Key Findings: Biomarker Identification and Diagnostic Potential

The investigation revealed several significant findings regarding inflammatory biomarkers in AD patients.
AD patients exhibited elevated levels of IFN-γ, IL-33, and IL-18, alongside decreased levels of IL-7, IL-6, and CCL11. Furthermore, higher levels of IFN-γ, IL-33, and IL-18 were found to correlate with poorer cognitive scores.

A predictive model, which incorporated clinical variables, APOE genotype, and plasma biomarkers, achieved a high accuracy (AUC = 0.953) in identifying AD. Notably, IFN-γ was the most significant contributor to this model.

IFN-γ alone demonstrated strong diagnostic potential, distinguishing AD from healthy controls (AUC = 0.913) and even from mild cognitive impairment (MCI) patients (AUC = 0.789).

IFN-γ, APOE ϵ4, and Microglial Mechanisms

Plasma IFN-γ levels were observed to be highest in AD patients who carry the APOE ϵ4 allele. Transcriptomic analyses of postmortem brain datasets further supported this connection, revealing heightened inflammatory and IFN-γ-related pathways in microglia from APOE4/4 AD patients. This was particularly evident in lipid droplet-accumulating microglia (LDAM), a harmful microglial subtype.

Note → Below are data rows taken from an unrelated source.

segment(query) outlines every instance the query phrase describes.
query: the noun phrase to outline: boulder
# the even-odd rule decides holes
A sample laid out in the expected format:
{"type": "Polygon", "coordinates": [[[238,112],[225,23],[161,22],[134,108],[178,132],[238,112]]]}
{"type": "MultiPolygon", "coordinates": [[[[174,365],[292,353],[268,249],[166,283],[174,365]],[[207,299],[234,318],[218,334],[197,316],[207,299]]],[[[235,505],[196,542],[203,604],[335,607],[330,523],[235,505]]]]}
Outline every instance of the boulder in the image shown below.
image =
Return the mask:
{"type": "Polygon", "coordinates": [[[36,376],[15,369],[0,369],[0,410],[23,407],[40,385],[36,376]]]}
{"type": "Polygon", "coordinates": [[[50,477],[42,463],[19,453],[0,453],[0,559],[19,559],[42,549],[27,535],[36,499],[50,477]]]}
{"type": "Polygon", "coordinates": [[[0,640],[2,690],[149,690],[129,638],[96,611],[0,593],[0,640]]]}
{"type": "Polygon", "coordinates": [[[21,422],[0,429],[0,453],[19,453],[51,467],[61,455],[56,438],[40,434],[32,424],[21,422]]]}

Experimental evidence from the study suggested that APOE 4 increased the expression of ACSL1, a known marker of LDAM. Intriguingly, IFN-γ further amplified this ACSL1 expression, especially in microglial cells that were overexpressing APOE 4. This indicates a potential interaction between IFN-γ and APOE 4, which could contribute to the promotion of detrimental microglial changes linked to AD pathology.

Conclusion and Future Outlook

The study positions IFN-γ as a promising biomarker for Alzheimer's disease, particularly in APOE ϵ4 carriers, and provides valuable insight into the interplay between genetic risk and immune signaling.

Elevated IFN-γ levels are associated with systemic inflammation and transcriptional signs of brain-specific inflammatory pathways. These pathways contribute to the expansion of harmful microglial subtypes through increased ACSL1 expression. This research lays a foundation for improved diagnostic strategies and potentially new therapeutic targets for AD. However, the findings require independent validation, and direct in vivo evidence linking peripheral IFN-γ to central microglial activation still needs to be established.